What happened and why? The counter counts occurrences of the elements of whatever sequence is passed in. The elements of a string are characters, so the counter counts character tokens, and we end up with a fairly representative sample of the letter frequencies of the English.

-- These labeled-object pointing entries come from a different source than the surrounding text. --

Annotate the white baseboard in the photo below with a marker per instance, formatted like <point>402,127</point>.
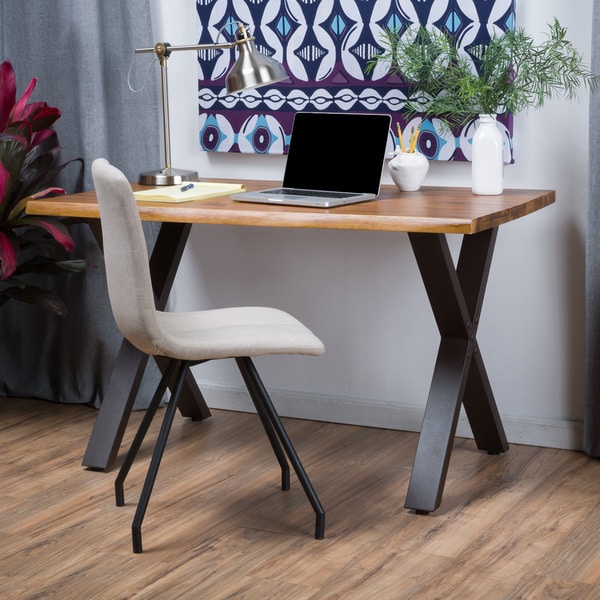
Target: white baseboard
<point>404,417</point>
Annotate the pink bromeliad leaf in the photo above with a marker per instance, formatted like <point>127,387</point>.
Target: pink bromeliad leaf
<point>8,92</point>
<point>19,110</point>
<point>4,182</point>
<point>8,256</point>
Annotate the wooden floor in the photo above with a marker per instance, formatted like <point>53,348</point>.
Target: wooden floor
<point>521,525</point>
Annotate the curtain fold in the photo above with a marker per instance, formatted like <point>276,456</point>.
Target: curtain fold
<point>591,422</point>
<point>80,51</point>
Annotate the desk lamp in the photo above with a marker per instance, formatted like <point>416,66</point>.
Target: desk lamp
<point>251,69</point>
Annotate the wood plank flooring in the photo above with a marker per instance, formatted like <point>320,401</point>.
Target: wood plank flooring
<point>521,525</point>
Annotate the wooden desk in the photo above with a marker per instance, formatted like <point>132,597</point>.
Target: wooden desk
<point>455,293</point>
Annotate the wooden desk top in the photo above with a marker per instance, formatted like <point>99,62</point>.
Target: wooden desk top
<point>430,210</point>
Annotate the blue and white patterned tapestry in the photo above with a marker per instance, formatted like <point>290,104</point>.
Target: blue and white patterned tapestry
<point>324,46</point>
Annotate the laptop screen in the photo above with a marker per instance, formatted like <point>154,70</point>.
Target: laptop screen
<point>337,151</point>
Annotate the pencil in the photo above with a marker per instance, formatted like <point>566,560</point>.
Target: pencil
<point>400,140</point>
<point>414,136</point>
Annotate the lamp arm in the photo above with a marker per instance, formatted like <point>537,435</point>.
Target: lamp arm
<point>159,47</point>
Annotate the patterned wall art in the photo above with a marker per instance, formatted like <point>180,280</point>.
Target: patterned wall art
<point>324,46</point>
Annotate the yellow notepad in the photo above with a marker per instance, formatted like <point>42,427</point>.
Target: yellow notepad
<point>183,193</point>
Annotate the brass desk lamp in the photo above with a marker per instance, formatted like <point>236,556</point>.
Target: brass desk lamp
<point>251,69</point>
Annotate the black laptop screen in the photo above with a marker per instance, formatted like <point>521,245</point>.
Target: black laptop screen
<point>337,151</point>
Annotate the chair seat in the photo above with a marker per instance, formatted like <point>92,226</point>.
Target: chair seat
<point>232,332</point>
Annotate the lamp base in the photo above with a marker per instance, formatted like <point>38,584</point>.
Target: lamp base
<point>167,176</point>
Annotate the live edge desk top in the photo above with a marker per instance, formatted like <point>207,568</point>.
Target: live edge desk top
<point>455,294</point>
<point>430,210</point>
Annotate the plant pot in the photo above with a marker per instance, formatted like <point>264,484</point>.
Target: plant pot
<point>487,167</point>
<point>408,170</point>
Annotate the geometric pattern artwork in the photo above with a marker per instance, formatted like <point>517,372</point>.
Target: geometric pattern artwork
<point>325,46</point>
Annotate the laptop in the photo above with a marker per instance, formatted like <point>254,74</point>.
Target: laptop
<point>333,159</point>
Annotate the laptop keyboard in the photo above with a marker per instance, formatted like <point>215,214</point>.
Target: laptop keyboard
<point>314,193</point>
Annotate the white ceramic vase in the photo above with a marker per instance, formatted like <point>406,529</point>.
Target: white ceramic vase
<point>408,170</point>
<point>487,168</point>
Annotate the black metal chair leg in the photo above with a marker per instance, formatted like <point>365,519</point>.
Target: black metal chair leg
<point>136,527</point>
<point>268,427</point>
<point>249,372</point>
<point>141,432</point>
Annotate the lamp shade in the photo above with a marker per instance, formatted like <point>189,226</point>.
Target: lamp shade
<point>253,69</point>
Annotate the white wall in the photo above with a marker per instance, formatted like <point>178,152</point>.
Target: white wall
<point>361,292</point>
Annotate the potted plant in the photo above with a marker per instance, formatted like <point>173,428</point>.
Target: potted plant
<point>507,75</point>
<point>29,152</point>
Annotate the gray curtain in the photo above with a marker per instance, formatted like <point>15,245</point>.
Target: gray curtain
<point>591,424</point>
<point>80,51</point>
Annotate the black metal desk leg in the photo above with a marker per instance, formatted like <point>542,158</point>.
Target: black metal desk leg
<point>456,297</point>
<point>124,382</point>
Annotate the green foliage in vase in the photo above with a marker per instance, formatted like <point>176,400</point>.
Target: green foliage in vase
<point>508,74</point>
<point>29,151</point>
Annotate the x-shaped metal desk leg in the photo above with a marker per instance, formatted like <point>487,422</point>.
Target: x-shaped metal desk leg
<point>125,379</point>
<point>456,297</point>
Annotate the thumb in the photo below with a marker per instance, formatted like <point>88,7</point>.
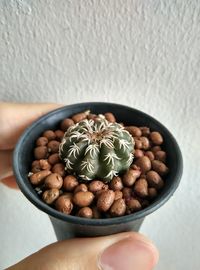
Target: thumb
<point>130,251</point>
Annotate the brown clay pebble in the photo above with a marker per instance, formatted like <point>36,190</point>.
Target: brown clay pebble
<point>37,178</point>
<point>68,195</point>
<point>66,123</point>
<point>118,208</point>
<point>152,193</point>
<point>59,134</point>
<point>116,183</point>
<point>150,155</point>
<point>126,193</point>
<point>156,138</point>
<point>41,141</point>
<point>35,163</point>
<point>159,167</point>
<point>49,196</point>
<point>118,195</point>
<point>70,182</point>
<point>95,186</point>
<point>161,156</point>
<point>145,131</point>
<point>35,166</point>
<point>40,152</point>
<point>133,205</point>
<point>138,153</point>
<point>53,180</point>
<point>59,168</point>
<point>145,142</point>
<point>130,177</point>
<point>49,134</point>
<point>44,164</point>
<point>64,204</point>
<point>53,146</point>
<point>54,158</point>
<point>110,117</point>
<point>141,188</point>
<point>144,203</point>
<point>155,149</point>
<point>134,131</point>
<point>85,212</point>
<point>96,213</point>
<point>144,163</point>
<point>154,180</point>
<point>80,116</point>
<point>83,199</point>
<point>105,200</point>
<point>81,187</point>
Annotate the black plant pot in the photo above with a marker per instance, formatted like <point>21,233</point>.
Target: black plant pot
<point>67,226</point>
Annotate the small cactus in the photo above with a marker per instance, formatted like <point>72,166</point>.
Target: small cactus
<point>96,149</point>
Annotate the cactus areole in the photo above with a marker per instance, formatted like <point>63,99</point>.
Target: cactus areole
<point>96,149</point>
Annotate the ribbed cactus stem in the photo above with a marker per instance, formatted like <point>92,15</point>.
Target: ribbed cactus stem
<point>96,149</point>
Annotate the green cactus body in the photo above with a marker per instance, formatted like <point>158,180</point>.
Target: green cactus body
<point>96,149</point>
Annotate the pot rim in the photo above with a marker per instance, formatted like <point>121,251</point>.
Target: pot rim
<point>95,222</point>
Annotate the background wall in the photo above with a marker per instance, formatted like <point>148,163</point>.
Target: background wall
<point>140,53</point>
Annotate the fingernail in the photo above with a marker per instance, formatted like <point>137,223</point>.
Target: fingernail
<point>129,254</point>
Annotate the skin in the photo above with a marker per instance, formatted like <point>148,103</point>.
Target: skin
<point>62,255</point>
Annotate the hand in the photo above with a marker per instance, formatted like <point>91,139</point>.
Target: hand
<point>120,251</point>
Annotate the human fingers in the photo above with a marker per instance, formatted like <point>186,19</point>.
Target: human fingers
<point>130,251</point>
<point>15,117</point>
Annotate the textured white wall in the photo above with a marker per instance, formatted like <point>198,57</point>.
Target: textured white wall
<point>141,53</point>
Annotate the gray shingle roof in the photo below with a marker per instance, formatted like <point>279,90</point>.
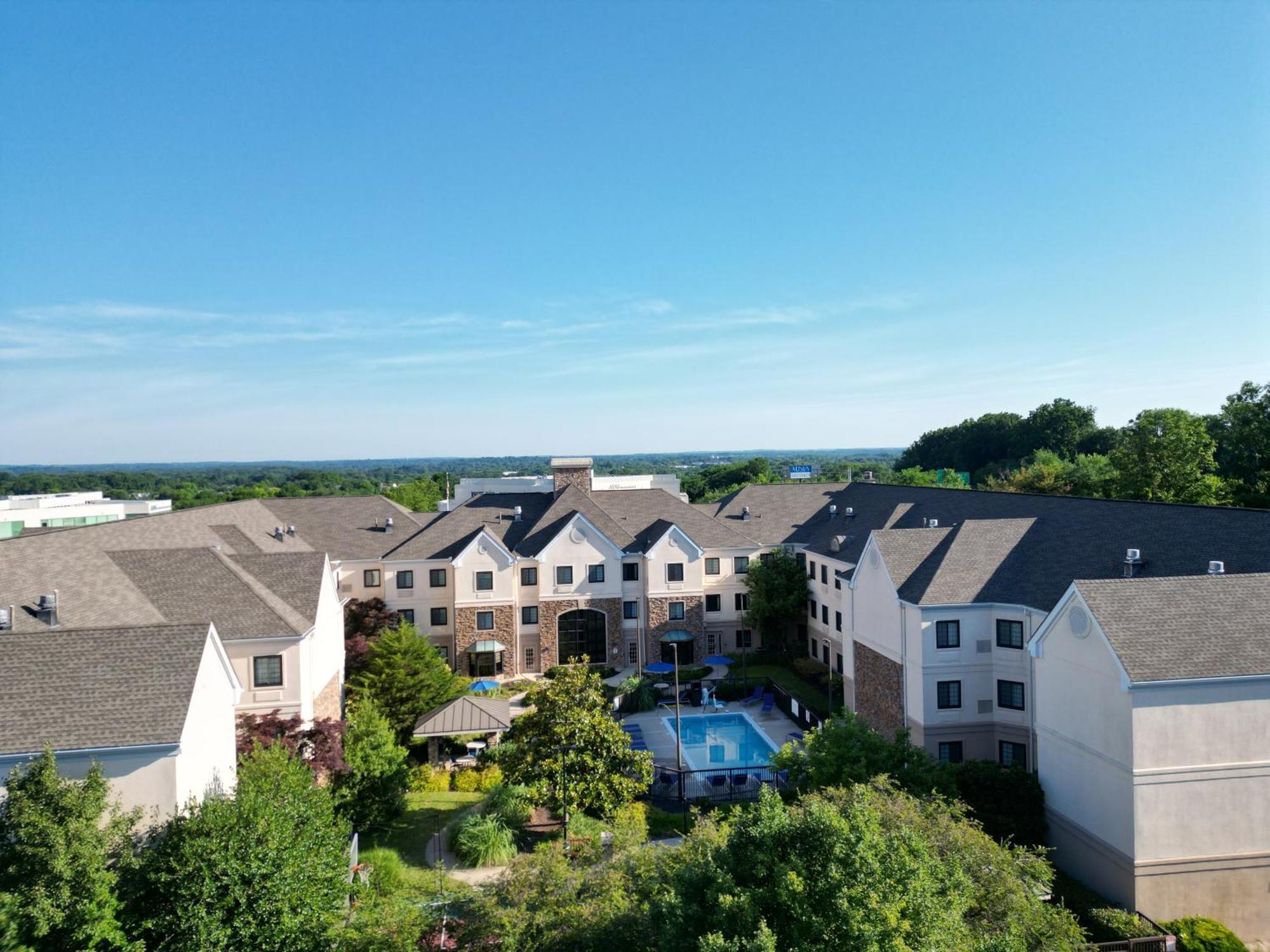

We can turn this into word frequencues by passing n a sequence whose elements are words. We turn the string read from the Gutenberg URL into a list of words before submitting it to a counter:

 1
 2
 3
 4
 5
 6
 7
 8
 9
10
11
12
13
14
>>> freq2 = Counter(urlopen(book_url).read().split())
>>> len(freq2)
13638
>>> freq2.most_common(50)
[('the', 4205), ('to', 4121), ('of', 3662), ('and', 3309), ('a', 1945),
('her', 1858), ('in', 1813), ('was', 1796), ('I', 1740), ('that', 1419),
('not', 1356), ('she', 1306), ('be', 1209), ('his', 1167), ('had', 1126),
('as', 1119), ('with', 1040), ('he', 1038), ('for', 1003), ('you', 987),
('it', 952), ('have', 817), ('is', 806), ('Mr.', 766), ('at', 751),
('on', 647), ('by', 633), ('but', 609), ('my', 583), ('were', 542),
('all', 529), ('so', 519), ('which', 509), ('been', 501), ('him', 500),
('could', 497), ('from', 480), ('they', 472), ('very', 466), ('would', 457),    ('no', 428), ('their', 408), ('your', 399), ('Elizabeth', 398),
('will', 386), ('what', 384), ('such', 371), ('this', 359), ('or', 357),
('an', 348)]

Interestingly the following also works, in the sense of not giving an error:

1
2
3
4
5
6
7
8
>>> freq3 = Counter(urlopen(book_url))
>>> freq3.most_common(10)
[('\r\n', 2394), ('                          * * * * *\r\n', 6),
('them."\r\n', 3), ('it.\r\n', 3), ('them.\r\n', 3),
('family.\r\n', 2), ('do."\r\n', 2),
('between Mr. Darcy and herself.\r\n', 2),
('almost no restrictions whatsoever.  You may copy it, give it away or\r\n', 2),
('together.\r\n', 2)]

We will not be able to understand what is happening here until we understand the type of object produced by the urllib2 function open:

>>> urlopen(book_url)
<addinfourl at 4303001288 whose fp = <socket._fileobject object at 0x1004a33d0>>

This creates an instance of a class which behaves very like the final type of container introduced in Section on More Python types, a file-like object. Although the data is being streamed through a data port on your computer (called a socket), which is in turn connected to a web server on the internet, the urlopen function produces an object that behaves just like a file stream connected to a file on your computer. This is one of the powerful features of Python basic types. Coupled with a programmer’s abilities to define customized “types” (called classes), types can effectively be customzied customized into objects that fill your particular data needs, but they are still defined for the same methods that work with a basic type. We saw on example of that above with Counters, which extend and specialize dictionaries; likewise, the openurl function from the urllib2 module returns a form of file-like object. We defer further discussion of file like objects until the Section an Files and file IO streams.